If a state has had a very high number of cases at some point, it distorts the graph, making it difficult to compare current trends with states that have had relatively few cases. Normalization divides the results by the maximum for that state. In this way we can compare, say NY with MN, and the trends are very clear regardless of the absolute number of cases.
Note: negative values are removed when calculating normalized and moving averages.
These values are erroneous attempts to compensate for errors in previous reporting, but have no meaning in daily values. Ideally, we could remove the erroneous spike, but that is harder to do than just ignoring them.
Moving Averages
Smooths out sharp peaks and valleys.
Data reporting is a hit and miss operation. A state may not report for a few days, then report an aggregate number for those days. It APPEARS that they had no cases, then they had a bunch, suggesting some special event occurred. It didn't! This results in very noisy data which makes comparing trends very difficult. The solution for this is to average results for a time period of several days and report that average. The longer the period, the smoother the graph. If we make it too long, then it starts to hide actual trends. An time period of 1 week was tried initially, because there is a 1 week noise pattern caused by weekends, but it was still noisy, so the period has been increased.
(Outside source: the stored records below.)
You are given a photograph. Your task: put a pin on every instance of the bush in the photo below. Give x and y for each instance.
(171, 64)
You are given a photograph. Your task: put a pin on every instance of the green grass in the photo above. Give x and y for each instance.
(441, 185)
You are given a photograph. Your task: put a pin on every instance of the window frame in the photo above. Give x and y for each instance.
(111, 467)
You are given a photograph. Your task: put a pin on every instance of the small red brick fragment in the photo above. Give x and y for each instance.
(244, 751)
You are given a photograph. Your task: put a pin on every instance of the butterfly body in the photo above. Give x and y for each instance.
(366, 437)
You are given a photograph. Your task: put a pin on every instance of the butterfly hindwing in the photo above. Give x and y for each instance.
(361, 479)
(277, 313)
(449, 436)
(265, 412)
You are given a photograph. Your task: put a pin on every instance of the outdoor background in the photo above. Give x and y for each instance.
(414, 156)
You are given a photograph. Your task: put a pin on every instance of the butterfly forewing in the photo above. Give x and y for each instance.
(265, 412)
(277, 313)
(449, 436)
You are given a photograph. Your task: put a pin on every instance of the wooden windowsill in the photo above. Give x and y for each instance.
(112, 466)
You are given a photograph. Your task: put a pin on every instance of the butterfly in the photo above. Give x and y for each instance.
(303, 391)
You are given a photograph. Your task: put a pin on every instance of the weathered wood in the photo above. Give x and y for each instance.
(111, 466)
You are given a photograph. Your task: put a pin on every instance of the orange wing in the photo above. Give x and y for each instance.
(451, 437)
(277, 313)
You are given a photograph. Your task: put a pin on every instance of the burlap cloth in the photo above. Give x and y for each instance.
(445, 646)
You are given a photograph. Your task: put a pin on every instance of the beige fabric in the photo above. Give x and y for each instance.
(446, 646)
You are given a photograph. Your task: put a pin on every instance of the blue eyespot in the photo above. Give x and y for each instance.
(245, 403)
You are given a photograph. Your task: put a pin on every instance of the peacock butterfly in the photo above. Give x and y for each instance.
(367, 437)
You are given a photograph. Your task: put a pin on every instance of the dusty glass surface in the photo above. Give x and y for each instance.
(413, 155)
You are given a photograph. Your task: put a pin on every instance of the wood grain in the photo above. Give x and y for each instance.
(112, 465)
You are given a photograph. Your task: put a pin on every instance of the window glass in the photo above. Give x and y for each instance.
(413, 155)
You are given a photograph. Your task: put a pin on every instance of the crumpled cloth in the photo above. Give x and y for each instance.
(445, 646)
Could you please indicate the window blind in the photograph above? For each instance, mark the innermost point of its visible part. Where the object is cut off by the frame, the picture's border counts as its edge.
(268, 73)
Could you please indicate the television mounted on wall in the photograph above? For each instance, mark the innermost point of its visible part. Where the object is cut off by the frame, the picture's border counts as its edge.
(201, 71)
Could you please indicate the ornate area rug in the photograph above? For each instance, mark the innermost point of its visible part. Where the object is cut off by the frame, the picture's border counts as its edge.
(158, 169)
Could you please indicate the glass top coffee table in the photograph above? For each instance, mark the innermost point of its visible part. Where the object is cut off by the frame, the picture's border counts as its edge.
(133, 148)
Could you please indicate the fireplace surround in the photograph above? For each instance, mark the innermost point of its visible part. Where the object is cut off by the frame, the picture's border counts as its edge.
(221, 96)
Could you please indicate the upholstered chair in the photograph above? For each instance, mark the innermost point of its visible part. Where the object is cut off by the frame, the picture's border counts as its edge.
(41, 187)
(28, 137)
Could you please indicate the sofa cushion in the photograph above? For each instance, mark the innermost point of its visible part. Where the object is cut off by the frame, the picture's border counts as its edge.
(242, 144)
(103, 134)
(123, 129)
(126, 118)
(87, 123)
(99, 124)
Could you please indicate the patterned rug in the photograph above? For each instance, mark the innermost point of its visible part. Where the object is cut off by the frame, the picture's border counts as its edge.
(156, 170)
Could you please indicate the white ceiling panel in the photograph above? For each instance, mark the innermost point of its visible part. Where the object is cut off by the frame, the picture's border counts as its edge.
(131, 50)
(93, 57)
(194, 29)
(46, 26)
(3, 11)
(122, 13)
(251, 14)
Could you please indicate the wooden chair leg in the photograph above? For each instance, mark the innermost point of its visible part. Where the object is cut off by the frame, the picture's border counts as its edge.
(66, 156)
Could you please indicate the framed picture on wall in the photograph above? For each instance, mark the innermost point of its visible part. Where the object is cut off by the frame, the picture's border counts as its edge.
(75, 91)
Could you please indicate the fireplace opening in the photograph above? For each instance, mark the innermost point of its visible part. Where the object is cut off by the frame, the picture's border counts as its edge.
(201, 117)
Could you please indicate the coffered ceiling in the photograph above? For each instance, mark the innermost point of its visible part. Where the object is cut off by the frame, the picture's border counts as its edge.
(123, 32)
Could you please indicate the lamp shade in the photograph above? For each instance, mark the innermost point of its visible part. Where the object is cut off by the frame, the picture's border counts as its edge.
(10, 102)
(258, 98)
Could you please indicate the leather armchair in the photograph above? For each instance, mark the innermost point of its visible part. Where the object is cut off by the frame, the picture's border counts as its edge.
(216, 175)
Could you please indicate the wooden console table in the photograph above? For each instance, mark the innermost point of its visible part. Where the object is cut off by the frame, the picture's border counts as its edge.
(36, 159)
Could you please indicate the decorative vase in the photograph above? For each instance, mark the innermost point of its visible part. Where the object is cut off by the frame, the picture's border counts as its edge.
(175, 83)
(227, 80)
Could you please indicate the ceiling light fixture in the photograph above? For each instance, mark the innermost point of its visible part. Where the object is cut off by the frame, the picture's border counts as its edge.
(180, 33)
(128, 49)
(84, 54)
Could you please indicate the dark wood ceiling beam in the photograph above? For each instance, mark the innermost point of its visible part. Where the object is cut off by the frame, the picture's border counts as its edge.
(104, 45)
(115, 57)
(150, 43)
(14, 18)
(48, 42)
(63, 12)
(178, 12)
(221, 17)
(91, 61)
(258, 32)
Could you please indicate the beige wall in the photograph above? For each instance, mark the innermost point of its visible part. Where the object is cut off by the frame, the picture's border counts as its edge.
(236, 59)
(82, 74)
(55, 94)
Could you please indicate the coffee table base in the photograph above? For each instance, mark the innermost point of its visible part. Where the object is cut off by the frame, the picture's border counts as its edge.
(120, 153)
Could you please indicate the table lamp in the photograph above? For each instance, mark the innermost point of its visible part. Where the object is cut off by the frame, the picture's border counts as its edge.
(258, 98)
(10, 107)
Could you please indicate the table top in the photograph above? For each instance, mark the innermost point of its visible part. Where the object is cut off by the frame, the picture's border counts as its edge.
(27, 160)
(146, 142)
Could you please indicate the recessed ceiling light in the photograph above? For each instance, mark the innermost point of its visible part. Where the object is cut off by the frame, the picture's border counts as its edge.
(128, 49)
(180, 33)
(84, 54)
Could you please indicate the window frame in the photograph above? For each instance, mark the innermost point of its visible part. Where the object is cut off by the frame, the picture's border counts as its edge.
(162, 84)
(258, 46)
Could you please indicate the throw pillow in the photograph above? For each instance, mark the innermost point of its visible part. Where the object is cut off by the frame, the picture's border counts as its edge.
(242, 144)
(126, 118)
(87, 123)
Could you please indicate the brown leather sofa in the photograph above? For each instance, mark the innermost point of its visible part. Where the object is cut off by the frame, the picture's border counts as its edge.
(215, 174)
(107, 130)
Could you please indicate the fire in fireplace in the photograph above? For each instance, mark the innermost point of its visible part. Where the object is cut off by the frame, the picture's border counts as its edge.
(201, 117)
The actual number of days used is displayed with each graph.
Note: While normalized data should have a max of 100%, time averaging reduces those peaks, so you will rarely see a metric reach 100% in these graphs.
Performance Sets
Winners and Losers
In addition to picking and comparing states as desired, you may load various Performance Sets (see Instructions below). These are the states that are winners, losers or doing OK for each metric (New Positive Tests %, New Cases, New Hospitalizations, etc.). By "Winner" we mean a state that is doing better, not more. E.g. A New Deaths Winner has decreasing deaths. These are selected based on the trend of the metric for the past week.
Instructions
(We've been adding features so fast, that these instructions are somewhat out of date. We hope to correct that soon. Thanks for your patience.)
If you have already visited and made state selections, those will be shown when you return. Otherwise, the charts start with NY, MN and ID visible - a high, medium and low incidence states. This will help make clear the meaning of each chart.
Display or hide any set of states for all charts using the Global State Selector.
- Click a state to select
- Shift-click states to select a group
- Command-click a state to add/remove it from selection
- Winners and Losers - you can click buttons to load states that are winners (doing better), losers (doing worse), or just doing OK for certain metrics. E.g. Losers for the "New Positives" metric. These do not update the your saved set (re-loading the page will restore those.)
- None, All - clear selection or show all states
- Performance sets: - loads set of states meeting the given criteria.
The set applies to all graphs. I.e. if you choose the states with increasing hospitalizations, Hosp Lose, those states will be shown in all graphs.
This one click approach along with no limitation of which or how many states you can show at a time enable you to easily analyze any scenario you desire. Compare all the red states. Compare all the blue states. Compare your state to your neighbors.